ED: Absolutely. I think with all of my covid recovery I could never pinpoint it was one thing. I think it was a combination of various different things and I do think attending the group is one of the key things (in my recovery). I’d always encouraged people to go and facilitated groups myself, but I’d never really understood the power of them if they work for you because they’re not going to work for everybody. It really was powerful. It’s that commonality. I think for most of us in the health professional it’s so much of our identity. I’d felt like I’d completely lost my identity as a professional and as a person. And it gave me confidence to know I hadn’t suddenly forgotten 30 years of nursing and other people are off with all sorts of reasons and I would not bat an eyelid about that, but here we all were feeling really, really guilty. And I think the nature of covid is that it’s a very different experience for us all. Nobody had been in this situation before because it was a very unique situation. And as much as you can talk to friends who are non-health professionals, they have a different viewpoint understandably. I couldn’t understand somebody who was going back to work in Sainsburys – I couldn’t relate to that because I couldn’t know what it’s like. So, it was really helpful to have that.
SB: And encouraging to have that reminder for self-compassion. You can treat yourself the way you treat other people because it’s very easy not to and be very, very hard on yourself.

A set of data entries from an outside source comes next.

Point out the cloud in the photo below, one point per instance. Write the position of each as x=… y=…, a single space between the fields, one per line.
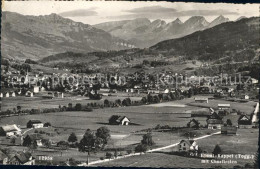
x=151 y=9
x=158 y=12
x=79 y=13
x=205 y=12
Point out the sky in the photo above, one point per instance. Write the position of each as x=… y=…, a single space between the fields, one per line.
x=94 y=12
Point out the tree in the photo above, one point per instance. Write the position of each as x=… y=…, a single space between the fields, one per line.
x=217 y=150
x=78 y=107
x=34 y=145
x=47 y=124
x=12 y=141
x=141 y=148
x=72 y=138
x=147 y=139
x=106 y=102
x=27 y=141
x=46 y=143
x=229 y=122
x=87 y=142
x=144 y=100
x=104 y=134
x=18 y=109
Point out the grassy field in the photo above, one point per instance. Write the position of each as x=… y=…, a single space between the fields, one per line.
x=39 y=102
x=167 y=160
x=245 y=143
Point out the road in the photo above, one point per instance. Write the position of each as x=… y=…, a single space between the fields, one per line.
x=150 y=151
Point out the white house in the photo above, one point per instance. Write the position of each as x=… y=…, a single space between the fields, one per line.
x=188 y=146
x=7 y=94
x=223 y=106
x=29 y=94
x=119 y=120
x=201 y=100
x=34 y=124
x=10 y=130
x=36 y=89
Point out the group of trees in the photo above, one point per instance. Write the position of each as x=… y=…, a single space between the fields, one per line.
x=93 y=141
x=145 y=144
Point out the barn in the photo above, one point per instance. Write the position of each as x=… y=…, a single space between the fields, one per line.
x=188 y=146
x=193 y=124
x=229 y=130
x=214 y=121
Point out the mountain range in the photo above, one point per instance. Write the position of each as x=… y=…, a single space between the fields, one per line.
x=230 y=42
x=144 y=33
x=36 y=37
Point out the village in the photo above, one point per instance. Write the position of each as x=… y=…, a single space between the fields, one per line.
x=44 y=116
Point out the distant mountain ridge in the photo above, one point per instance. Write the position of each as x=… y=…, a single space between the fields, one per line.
x=145 y=33
x=36 y=37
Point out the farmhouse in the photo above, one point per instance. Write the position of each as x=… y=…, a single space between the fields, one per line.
x=223 y=106
x=36 y=89
x=119 y=120
x=246 y=97
x=244 y=121
x=193 y=123
x=37 y=138
x=12 y=94
x=201 y=100
x=22 y=158
x=29 y=94
x=10 y=130
x=6 y=94
x=214 y=121
x=222 y=113
x=201 y=113
x=188 y=146
x=3 y=158
x=228 y=130
x=34 y=124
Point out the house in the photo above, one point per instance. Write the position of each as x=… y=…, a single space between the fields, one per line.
x=12 y=94
x=244 y=121
x=254 y=81
x=193 y=123
x=37 y=138
x=222 y=113
x=6 y=94
x=22 y=158
x=223 y=106
x=10 y=130
x=201 y=112
x=246 y=97
x=3 y=158
x=29 y=94
x=201 y=100
x=228 y=130
x=36 y=89
x=119 y=120
x=214 y=121
x=188 y=146
x=34 y=124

ED: It was a big reminder. And also gaining confidence in how to navigate things like going back to work. None of us had been poorly before and our employers were all learning about how do people come back to work with long Covid and 18 months they still haven’t got real answers. I’ve mentioned I’m very luck with my employers, but other people weren’t so lucky, so we spoke about how do you try and engineer those conversations, how do you get across the importance of you’ve got to keep looking after yourself but then you’re going into an environment that’s absolutely full on so we’d help each other and say that really worked, so that’s really important and that’s really unique to health. But to me, that’s what was really helpful.

SB: It sounds like you talked about a bit of everything really. It wasn’t one thing, it’s just what came up.

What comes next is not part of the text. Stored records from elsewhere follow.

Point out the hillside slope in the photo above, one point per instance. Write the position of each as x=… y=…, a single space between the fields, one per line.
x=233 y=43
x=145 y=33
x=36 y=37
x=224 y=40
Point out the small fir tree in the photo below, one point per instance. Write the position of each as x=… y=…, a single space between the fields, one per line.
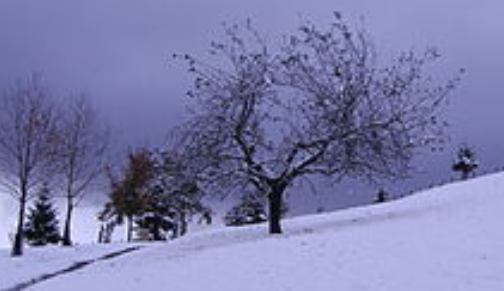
x=250 y=210
x=466 y=162
x=42 y=227
x=382 y=196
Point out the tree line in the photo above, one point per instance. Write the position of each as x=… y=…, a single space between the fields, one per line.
x=263 y=118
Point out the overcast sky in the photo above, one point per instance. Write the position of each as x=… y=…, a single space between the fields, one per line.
x=119 y=52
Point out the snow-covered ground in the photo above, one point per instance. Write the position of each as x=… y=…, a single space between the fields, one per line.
x=449 y=238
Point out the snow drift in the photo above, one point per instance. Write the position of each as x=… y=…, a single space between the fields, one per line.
x=448 y=238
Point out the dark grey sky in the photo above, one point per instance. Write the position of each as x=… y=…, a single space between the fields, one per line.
x=119 y=51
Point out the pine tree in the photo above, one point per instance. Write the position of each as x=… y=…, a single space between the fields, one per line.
x=250 y=210
x=466 y=162
x=42 y=225
x=382 y=196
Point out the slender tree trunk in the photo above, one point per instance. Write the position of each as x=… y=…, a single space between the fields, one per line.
x=130 y=228
x=17 y=248
x=183 y=223
x=275 y=208
x=67 y=232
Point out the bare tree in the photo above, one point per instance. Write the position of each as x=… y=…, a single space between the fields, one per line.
x=26 y=144
x=320 y=105
x=83 y=145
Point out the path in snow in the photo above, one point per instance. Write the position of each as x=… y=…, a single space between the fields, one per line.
x=74 y=267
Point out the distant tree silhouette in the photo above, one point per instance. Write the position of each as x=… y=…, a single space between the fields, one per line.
x=250 y=210
x=382 y=196
x=466 y=162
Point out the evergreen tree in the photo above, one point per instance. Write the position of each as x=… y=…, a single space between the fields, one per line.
x=42 y=225
x=382 y=196
x=250 y=210
x=128 y=195
x=466 y=162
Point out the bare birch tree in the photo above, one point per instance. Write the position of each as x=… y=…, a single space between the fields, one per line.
x=321 y=105
x=27 y=127
x=81 y=157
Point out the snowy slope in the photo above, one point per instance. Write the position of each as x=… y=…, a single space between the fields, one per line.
x=449 y=238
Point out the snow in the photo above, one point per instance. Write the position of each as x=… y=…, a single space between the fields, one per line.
x=448 y=238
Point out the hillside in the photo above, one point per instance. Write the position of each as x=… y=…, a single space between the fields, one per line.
x=449 y=238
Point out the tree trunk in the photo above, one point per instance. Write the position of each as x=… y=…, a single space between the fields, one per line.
x=275 y=208
x=67 y=232
x=183 y=223
x=17 y=248
x=130 y=228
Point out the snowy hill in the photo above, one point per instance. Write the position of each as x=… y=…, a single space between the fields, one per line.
x=449 y=238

ED: Yes, we did. Some weeks, to be honest, we perhaps didn’t focus so much on that and one of the ladies moved house in the middle of it all which was stressful, so we talked about that. Another lady had very young children so that was bringing different challenges and the other two of us had older children. Sometimes it was about other stuff which was nice as well.

SB: Great well thank you Emma, it’s been really great chatting and hearing a bit about your experience and how you’ve been and how you are. And thank you for sharing, I know it’s hard to be vulnerable sometimes as we talked about so it’s really appreciated.